Abstract

This is a survey of a subject for which there are few positive conclusions on the reasons for existing controls and control practices. The position of the operator of a vehicle or craft, the preferred side for the control or conning position and the ‘rules-of-the-road’ for land and water transport and also air transport seemed to have evolved through innate and conditioned human preferences such as ‘handedness’, through customs and traditions and, possibly to a lesser extent, by arbitrary rule making. In general, man is outwardly laterally symmetrical but has a dominant side and a preferred-hand. Within the majority of ethnic groups right-hand preferring people make up 90 per cent of a population.

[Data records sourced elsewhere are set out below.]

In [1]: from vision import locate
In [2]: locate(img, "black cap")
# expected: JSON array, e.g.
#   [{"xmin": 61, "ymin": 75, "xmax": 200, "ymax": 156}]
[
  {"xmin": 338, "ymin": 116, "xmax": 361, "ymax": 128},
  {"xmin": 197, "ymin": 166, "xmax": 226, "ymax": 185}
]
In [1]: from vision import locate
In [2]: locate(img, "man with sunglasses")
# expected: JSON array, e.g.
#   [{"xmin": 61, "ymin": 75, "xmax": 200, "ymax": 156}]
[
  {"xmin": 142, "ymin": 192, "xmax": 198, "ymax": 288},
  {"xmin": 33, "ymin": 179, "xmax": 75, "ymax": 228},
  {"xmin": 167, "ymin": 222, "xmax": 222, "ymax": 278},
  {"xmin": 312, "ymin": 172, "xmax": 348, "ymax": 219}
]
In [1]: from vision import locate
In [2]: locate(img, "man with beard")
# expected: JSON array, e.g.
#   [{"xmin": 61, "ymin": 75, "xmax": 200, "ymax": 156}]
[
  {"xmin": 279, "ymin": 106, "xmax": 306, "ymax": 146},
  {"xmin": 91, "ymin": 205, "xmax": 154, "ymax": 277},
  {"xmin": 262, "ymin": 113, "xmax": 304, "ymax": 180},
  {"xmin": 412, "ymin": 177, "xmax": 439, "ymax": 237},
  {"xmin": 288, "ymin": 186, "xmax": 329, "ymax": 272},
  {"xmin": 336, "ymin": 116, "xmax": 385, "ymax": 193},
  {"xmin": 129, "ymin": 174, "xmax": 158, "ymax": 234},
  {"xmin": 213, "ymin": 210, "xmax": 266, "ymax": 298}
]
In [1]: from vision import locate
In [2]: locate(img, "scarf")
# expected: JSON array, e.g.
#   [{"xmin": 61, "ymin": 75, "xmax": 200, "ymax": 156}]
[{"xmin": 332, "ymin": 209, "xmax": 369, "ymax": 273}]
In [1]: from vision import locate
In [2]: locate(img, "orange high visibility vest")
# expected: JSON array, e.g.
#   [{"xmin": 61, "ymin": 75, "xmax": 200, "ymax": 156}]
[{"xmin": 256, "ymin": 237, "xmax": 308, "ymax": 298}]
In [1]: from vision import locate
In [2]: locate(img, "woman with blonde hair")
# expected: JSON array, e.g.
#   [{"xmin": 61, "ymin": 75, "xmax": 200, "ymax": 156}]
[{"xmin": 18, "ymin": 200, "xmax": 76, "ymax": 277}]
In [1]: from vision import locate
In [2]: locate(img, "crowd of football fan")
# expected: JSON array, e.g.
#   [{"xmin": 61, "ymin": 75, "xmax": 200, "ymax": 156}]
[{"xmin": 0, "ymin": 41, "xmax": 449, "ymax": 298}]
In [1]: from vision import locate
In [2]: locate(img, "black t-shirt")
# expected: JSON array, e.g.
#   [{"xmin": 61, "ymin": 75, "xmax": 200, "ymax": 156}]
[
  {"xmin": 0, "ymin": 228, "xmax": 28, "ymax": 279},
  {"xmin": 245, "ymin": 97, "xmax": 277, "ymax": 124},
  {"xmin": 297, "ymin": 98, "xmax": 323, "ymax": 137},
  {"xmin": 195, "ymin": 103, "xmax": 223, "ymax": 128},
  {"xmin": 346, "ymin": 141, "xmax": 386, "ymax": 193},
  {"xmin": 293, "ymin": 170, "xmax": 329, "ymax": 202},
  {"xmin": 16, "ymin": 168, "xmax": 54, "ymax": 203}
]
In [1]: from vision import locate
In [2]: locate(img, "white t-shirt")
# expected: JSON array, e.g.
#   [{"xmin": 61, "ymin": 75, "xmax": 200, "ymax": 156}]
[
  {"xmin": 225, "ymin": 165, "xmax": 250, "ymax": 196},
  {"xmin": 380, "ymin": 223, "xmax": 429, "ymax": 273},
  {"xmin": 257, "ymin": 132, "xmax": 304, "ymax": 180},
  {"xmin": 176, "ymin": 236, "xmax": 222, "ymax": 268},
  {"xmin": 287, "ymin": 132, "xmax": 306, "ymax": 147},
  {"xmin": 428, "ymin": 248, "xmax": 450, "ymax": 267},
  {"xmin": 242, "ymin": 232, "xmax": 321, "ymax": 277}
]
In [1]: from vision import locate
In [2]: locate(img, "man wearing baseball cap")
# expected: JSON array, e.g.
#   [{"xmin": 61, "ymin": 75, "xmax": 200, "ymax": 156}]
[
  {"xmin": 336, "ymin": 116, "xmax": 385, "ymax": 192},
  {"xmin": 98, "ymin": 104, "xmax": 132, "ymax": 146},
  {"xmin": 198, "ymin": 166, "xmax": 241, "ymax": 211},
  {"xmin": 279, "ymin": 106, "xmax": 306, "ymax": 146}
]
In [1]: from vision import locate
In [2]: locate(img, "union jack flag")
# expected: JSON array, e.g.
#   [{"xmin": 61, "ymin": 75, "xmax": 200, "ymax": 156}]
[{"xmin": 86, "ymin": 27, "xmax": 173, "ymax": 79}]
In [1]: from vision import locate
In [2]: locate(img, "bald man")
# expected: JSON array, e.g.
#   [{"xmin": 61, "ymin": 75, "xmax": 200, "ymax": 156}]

However, despite innate preferences about which there is inconclusive evidence and the influences of a ‘right-handed’ world imposed upon the maturing child, man can acquire through learning and training a sufficient degree of ambidexterity to operate effectively the controls of complex man/machine interfaces. As long as tools, vehicles and all other artifacts remained essentially simple to use or operate they could be controlled, governed or steered by either hand or by one hand—usually the preferred—or by both hands. However, the preferred hand with any of these combinations would ‘lead’ and would provide precision or ‘fine’ control. The introduction of writing and similar tasks requiring coordination of mind, hand and eye has always reinforced the ‘right-handed’ world. For convenience this survey is divided into three major evolutionary paths: sword, steering oar and left-hand circuit.